Architecture¶

Two layers¶

┌─────────────────────────────────────────────┐
│  plugin/  — Claude Code interface           │
│    skills, commands, agents, templates      │
└─────────────────────────────────────────────┘
                    │ invokes via `python -m samplesize ...`
                    ▼
┌─────────────────────────────────────────────┐
│  samplesize/  — Python package              │
│    core (distributions, effect, adjust)     │
│    tests (calculators)                      │
│    reporting (plots, audit, citations)      │
│    registry (catalogue, decision tree)      │
└─────────────────────────────────────────────┘

The plugin layer never computes anything itself. Every calculation crosses the CLI boundary so the same numeric path is used whether the caller is Claude, a Jupyter notebook, or a CI test.

Method registry¶

samplesize/registry/methods.json is the single source of truth for "what methods exist and which are implemented". The plugin's methodologist agent reads it to pick a method, and the calculator agent reads it to resolve a method id → Python callable.

A method entry has:

id — stable snake_case identifier.
name, category — for display, taken from the reference chapter.
manual_path — relative path to the chapter under reference/.
callable — module:function resolved lazily.
implemented, validated — independent flags; a method can be implemented but unvalidated.
study_types, outcome, design, hypothesis — facets used by the decision tree.
params.required, params.optional, params.solve_for_options — parameter contract.

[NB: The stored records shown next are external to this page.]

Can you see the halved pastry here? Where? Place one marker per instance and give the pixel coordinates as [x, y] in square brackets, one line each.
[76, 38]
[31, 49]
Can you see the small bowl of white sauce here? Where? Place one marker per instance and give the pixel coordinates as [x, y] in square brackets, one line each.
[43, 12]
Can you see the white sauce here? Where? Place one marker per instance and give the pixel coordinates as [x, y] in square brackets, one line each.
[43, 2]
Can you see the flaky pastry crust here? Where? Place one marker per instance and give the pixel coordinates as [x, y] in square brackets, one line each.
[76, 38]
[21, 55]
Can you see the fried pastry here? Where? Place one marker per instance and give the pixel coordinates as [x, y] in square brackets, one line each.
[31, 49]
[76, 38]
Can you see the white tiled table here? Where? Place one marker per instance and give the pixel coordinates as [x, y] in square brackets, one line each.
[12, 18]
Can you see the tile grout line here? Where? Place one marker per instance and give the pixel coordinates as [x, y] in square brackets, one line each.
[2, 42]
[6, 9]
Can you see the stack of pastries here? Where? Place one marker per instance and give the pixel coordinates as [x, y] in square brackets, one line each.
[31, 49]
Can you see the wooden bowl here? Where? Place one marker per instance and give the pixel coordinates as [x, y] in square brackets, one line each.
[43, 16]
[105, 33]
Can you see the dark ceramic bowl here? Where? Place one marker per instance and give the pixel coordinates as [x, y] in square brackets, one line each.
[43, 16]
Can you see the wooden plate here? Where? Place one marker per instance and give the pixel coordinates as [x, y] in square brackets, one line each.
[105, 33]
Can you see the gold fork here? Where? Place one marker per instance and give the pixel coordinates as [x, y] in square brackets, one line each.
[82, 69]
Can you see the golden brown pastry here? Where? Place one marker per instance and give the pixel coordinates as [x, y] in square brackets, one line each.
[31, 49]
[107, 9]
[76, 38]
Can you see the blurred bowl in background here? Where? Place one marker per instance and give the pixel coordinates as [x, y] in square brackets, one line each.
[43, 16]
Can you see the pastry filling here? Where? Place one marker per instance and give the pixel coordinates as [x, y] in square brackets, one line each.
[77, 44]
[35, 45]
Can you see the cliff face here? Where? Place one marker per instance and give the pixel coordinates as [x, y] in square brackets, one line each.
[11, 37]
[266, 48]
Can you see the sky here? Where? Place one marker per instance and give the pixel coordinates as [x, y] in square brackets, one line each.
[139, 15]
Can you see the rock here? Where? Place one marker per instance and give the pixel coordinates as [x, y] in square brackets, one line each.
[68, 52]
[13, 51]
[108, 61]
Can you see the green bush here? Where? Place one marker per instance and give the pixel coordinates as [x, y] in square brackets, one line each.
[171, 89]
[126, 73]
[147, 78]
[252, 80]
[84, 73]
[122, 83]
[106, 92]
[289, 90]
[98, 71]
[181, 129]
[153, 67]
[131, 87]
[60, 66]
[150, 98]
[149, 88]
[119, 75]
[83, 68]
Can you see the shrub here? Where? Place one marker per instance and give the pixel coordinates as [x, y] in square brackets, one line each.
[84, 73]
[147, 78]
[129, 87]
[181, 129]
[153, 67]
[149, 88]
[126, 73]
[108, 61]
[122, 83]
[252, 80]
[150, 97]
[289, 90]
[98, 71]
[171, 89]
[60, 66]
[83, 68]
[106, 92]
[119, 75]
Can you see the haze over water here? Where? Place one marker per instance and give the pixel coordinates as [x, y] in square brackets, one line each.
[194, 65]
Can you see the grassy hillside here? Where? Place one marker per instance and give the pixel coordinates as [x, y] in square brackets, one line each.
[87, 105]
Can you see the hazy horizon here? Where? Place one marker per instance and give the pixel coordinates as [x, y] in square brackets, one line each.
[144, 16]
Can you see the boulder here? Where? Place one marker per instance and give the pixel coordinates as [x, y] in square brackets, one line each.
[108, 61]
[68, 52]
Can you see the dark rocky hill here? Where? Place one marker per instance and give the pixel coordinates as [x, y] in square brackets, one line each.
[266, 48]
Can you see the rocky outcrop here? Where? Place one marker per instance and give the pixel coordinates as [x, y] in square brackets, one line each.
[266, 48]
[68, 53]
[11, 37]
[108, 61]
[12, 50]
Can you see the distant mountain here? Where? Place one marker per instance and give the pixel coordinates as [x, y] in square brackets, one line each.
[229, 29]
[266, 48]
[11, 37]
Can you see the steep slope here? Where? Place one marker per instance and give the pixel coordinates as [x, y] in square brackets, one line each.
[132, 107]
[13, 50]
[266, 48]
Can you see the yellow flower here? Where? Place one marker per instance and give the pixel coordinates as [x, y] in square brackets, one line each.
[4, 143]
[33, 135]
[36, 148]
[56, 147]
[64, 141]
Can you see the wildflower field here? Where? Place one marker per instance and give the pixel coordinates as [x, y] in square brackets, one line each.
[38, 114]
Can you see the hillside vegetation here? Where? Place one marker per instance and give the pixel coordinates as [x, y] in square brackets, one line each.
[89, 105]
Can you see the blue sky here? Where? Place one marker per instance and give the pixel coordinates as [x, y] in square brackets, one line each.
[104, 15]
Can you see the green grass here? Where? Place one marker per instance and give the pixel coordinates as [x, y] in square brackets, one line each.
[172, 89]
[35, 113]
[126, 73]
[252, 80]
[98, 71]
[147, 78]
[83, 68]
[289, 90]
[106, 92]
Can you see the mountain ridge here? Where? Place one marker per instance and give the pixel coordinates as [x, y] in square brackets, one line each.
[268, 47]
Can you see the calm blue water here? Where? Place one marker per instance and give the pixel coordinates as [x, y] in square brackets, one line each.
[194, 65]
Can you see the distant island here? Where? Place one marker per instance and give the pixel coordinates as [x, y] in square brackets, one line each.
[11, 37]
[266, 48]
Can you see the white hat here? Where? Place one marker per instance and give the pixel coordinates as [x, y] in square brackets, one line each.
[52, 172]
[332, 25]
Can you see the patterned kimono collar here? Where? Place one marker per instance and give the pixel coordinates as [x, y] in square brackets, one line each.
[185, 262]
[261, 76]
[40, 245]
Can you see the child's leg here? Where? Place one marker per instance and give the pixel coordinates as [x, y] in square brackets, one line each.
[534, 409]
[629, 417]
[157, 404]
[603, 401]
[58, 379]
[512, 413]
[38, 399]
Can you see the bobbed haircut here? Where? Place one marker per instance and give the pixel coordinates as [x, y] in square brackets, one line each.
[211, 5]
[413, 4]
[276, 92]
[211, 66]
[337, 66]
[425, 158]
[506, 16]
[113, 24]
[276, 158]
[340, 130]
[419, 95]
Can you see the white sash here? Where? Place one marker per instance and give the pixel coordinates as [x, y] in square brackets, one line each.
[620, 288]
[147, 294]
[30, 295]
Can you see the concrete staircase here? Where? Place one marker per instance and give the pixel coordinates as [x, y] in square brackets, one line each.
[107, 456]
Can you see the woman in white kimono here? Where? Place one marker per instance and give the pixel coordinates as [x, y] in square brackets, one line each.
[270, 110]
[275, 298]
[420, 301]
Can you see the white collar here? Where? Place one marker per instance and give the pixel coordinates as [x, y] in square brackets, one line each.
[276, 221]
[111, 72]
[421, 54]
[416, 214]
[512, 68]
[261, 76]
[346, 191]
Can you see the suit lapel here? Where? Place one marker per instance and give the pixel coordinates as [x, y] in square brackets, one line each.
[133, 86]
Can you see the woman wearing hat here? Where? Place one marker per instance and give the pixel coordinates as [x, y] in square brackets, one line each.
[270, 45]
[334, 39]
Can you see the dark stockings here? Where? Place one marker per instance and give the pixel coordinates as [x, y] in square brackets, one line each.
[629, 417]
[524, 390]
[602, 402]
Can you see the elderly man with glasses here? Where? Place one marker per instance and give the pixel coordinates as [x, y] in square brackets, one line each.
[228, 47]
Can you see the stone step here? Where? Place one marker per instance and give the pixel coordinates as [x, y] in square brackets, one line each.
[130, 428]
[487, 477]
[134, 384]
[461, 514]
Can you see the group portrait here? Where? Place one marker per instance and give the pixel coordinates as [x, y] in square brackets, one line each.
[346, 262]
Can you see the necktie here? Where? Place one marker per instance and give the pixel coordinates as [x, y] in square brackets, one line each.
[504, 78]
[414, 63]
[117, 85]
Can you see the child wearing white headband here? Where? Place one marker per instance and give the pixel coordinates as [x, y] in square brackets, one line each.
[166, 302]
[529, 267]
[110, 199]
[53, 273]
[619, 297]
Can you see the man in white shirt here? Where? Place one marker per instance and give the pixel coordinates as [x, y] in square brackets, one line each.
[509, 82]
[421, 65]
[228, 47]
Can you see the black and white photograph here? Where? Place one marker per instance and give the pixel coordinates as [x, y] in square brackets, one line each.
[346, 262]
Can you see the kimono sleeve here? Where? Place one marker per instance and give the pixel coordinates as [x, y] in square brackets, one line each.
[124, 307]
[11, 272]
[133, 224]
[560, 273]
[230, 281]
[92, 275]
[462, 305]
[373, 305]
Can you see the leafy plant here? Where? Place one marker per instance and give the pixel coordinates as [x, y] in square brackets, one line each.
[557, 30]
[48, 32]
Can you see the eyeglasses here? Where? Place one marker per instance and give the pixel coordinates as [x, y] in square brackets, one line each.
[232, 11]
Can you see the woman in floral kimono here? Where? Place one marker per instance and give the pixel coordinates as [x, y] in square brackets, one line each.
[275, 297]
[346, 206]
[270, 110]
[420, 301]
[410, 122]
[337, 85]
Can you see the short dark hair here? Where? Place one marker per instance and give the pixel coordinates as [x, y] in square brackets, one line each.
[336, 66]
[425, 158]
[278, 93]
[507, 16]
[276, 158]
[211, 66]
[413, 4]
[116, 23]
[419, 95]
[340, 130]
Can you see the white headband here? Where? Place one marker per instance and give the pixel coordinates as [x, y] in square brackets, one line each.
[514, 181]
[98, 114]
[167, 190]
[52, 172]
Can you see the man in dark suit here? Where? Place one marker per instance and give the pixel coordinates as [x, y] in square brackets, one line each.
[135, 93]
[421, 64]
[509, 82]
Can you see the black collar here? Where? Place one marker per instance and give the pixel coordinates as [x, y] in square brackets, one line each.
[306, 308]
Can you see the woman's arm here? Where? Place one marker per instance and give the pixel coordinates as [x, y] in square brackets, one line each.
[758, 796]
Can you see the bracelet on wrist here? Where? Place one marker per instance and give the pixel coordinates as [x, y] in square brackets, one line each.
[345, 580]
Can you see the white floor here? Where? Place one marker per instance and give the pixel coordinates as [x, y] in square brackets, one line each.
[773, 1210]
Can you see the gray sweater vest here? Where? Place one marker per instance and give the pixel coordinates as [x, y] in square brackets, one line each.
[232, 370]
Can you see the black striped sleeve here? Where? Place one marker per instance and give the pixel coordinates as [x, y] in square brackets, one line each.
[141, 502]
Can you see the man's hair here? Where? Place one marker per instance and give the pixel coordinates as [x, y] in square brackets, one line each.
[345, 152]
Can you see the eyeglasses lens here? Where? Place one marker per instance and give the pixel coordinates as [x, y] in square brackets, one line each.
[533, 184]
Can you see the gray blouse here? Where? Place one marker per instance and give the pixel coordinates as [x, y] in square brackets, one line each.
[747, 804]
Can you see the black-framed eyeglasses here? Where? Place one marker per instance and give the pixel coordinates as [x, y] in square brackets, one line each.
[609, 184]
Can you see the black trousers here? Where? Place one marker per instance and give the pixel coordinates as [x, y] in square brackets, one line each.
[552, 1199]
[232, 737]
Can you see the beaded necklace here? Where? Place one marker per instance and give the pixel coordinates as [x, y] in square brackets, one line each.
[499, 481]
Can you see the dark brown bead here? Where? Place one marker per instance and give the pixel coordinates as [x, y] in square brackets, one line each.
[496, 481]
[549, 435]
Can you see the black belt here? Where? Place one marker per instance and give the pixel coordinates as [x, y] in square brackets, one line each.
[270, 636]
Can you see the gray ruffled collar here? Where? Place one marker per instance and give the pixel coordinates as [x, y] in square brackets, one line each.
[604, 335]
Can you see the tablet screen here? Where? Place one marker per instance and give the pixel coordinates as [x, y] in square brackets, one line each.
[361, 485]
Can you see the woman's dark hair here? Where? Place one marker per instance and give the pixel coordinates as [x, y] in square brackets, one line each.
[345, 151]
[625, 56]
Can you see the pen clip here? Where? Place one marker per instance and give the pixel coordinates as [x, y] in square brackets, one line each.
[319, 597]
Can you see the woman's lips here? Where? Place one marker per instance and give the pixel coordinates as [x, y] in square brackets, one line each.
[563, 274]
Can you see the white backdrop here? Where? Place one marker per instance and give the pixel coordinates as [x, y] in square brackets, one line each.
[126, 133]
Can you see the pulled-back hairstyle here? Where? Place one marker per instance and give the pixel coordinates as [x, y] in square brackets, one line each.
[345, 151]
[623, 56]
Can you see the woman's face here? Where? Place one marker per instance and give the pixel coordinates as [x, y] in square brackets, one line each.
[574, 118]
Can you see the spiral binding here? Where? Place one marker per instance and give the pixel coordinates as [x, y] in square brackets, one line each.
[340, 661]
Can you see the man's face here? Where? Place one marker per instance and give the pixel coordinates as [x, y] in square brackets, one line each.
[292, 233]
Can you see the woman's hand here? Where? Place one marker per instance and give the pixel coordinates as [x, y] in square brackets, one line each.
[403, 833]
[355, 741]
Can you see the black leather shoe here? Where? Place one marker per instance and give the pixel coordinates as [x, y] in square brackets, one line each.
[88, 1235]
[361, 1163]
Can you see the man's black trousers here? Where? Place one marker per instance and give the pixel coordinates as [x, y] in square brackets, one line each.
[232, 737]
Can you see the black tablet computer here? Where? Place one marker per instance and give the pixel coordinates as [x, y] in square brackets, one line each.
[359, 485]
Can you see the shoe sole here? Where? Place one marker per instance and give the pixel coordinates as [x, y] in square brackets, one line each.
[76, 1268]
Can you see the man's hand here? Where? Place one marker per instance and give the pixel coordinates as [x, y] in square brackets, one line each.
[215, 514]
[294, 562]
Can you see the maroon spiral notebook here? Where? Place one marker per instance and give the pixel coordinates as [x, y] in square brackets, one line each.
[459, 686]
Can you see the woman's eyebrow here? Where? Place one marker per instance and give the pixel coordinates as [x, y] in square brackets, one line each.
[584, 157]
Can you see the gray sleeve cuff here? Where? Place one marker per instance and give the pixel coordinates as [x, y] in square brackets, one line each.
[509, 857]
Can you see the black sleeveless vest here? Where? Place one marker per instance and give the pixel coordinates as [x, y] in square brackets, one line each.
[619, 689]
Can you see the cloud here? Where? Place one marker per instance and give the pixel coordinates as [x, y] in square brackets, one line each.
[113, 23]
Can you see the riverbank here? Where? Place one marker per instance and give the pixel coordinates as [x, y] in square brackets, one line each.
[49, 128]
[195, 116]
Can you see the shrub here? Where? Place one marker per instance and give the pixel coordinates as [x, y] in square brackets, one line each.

Calculation function contract¶

Every Tier-1 calculator returns a dict with at least:

{
  "method_id": "one_sample_t",
  "solve_for": "n" | "power" | "effect",
  "n": int | None,
  "achieved_power": float | None,
  "effect": float | None,
  "inputs_echo": {...},
  "citations": [...],
}

The CLI wraps this with audit metadata and a re-runnable Python snippet.

Validation pipeline¶

Reference chapter (markdown) ──► extract Example sections ──► YAML fixture
                                                                    │
                                                                    ▼
                                                           pytest parametrise
                                                                    │
                                                                    ▼
                                                         compare to reference values
                                                           within tolerance

Fixtures are the durable record of "reference said N=47 with these inputs". They never change to make tests pass.